Prompt: The argument relies on the assumption that
Difficulty: 🌕🌕🌕🌕
How will the right answer fit in terms of support and conclusion?
Only the right answer will be support for the conclusion that doesn’t bring in anything new. That’s a simpler but still totally effective way of saying only the right answer must be true if the conclusion is true.
Highlight the main conclusion in the passage, if there is one:
to significantly improve the soil structure, farmers will need to abandon the use of chemical fertilizers.
[BACKGROUND]. As a result, [SUPPORT]. So [CONCLUSION].
This is pretty tricky. First you gotta key in on “As a result” and recognize the author is claiming cause-and-effect. What is the poor soil a result of? The conclusion makes it sound like “chemical fertilizers” are the cause, but the first sentence makes it sound like the fertilizer caused farmers to “abandon…growing a ‘green-manure’ crop”, and that’s what caused the soil problem.
So maybe the farmers could start doing the green-manure crops again and improve the soil, even though they’d still also be using the chemical fertilizer. See what I’m saying? If that works, it blows up the conclusion.
Map the wording of the answers to the wording of the passage:
(A) …will periodically grow alfalfa.
Ooh careful. Alfalfa was just an example of a group of crops in the passage, so the argument couldn’t rely on that. The farmers could just as easily grow some other “‘green-manure’ crop”.
(B) applying chemical fertilizers to green-manure crops…
This answer is getting itself mixed up. There’s nothing in the passage about using chemicals on the green-manure crops. This definitely doesn’t support the conclusion anyway, since it doesn’t connect at all to improving the soil.
(C) the most important factor…
There’s absolutely no comparison of factors in soil quality in the passage. Only soil structure even gets mentioned. So no way the author is assuming which factor is “most important”.
(D) chemical fertilizers themselves have a destructive effect…
I get why this would look good, but if you picked it you’re making the same assumption the author is. The fertilizers don’t have to have a “destructive effect”, as long as farmers will only grow the beneficial green-manure crops when they’re not using chemical fertilizers. Something tells me that’s what (E) is gonna say.
(E) …farmers in the region will not grow green-manure crops unless…
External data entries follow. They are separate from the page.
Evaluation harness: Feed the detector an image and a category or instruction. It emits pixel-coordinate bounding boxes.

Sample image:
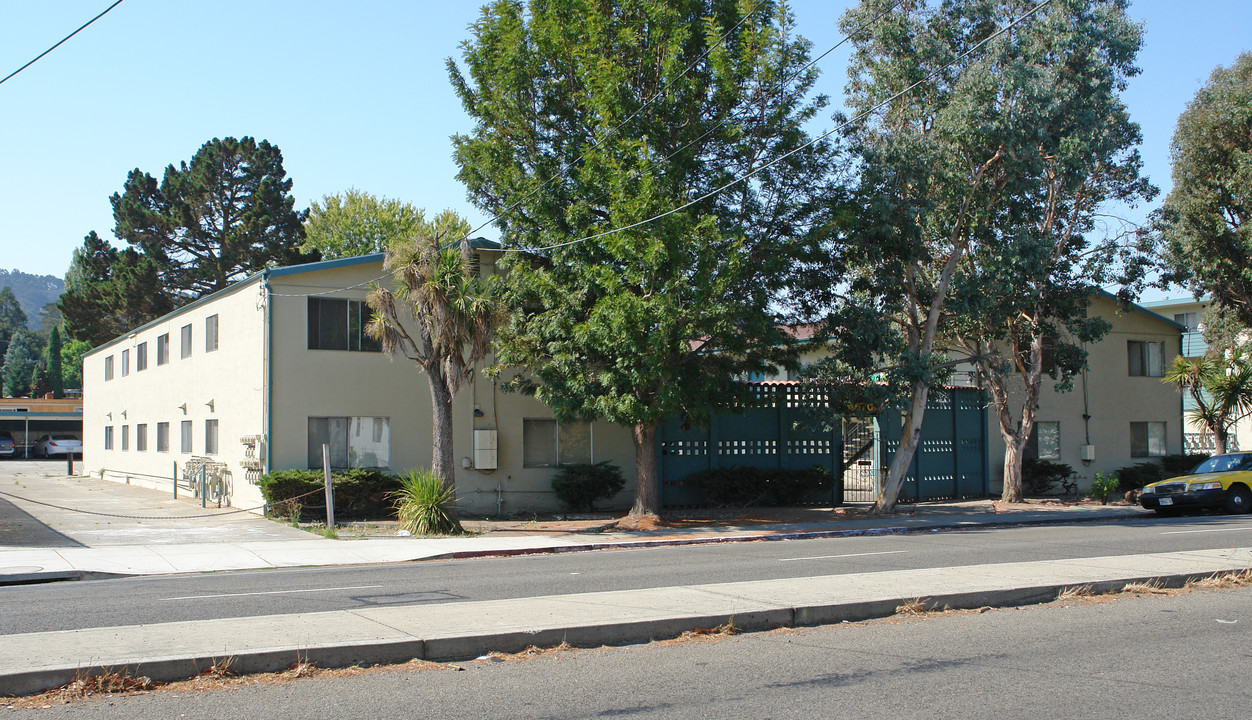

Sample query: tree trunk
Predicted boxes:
[630,422,661,515]
[426,368,457,521]
[874,382,930,512]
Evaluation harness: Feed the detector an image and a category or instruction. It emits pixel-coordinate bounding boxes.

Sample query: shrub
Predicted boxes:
[552,461,626,512]
[685,466,834,507]
[1092,472,1119,505]
[391,470,461,535]
[257,468,399,521]
[1022,457,1074,495]
[1114,462,1166,491]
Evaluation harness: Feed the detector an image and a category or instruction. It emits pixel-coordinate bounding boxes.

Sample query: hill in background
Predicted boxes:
[0,268,65,331]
Boom! Now we’re seeing the whole cause-and-effect chain. The passage said the chemical fertilizers caused them to ditch the green-manure crops. But it didn’t say they couldn’t have kept doing both. This answer is explaining that “many, if not all” wouldn’t do both. And that definitely needs to be true to make the conclusion work. And of course, it sticks to the subject and only talks about stuff that’s in the passage.
(E) is the correct answer.
Common pattern/s in this question: This one’s a good example of how the LSAT can make a cause-and-effect argument a bit harder. But it also shows that no matter how confusing the passage gets, the right answer maps to the same cause-and-effect relationship.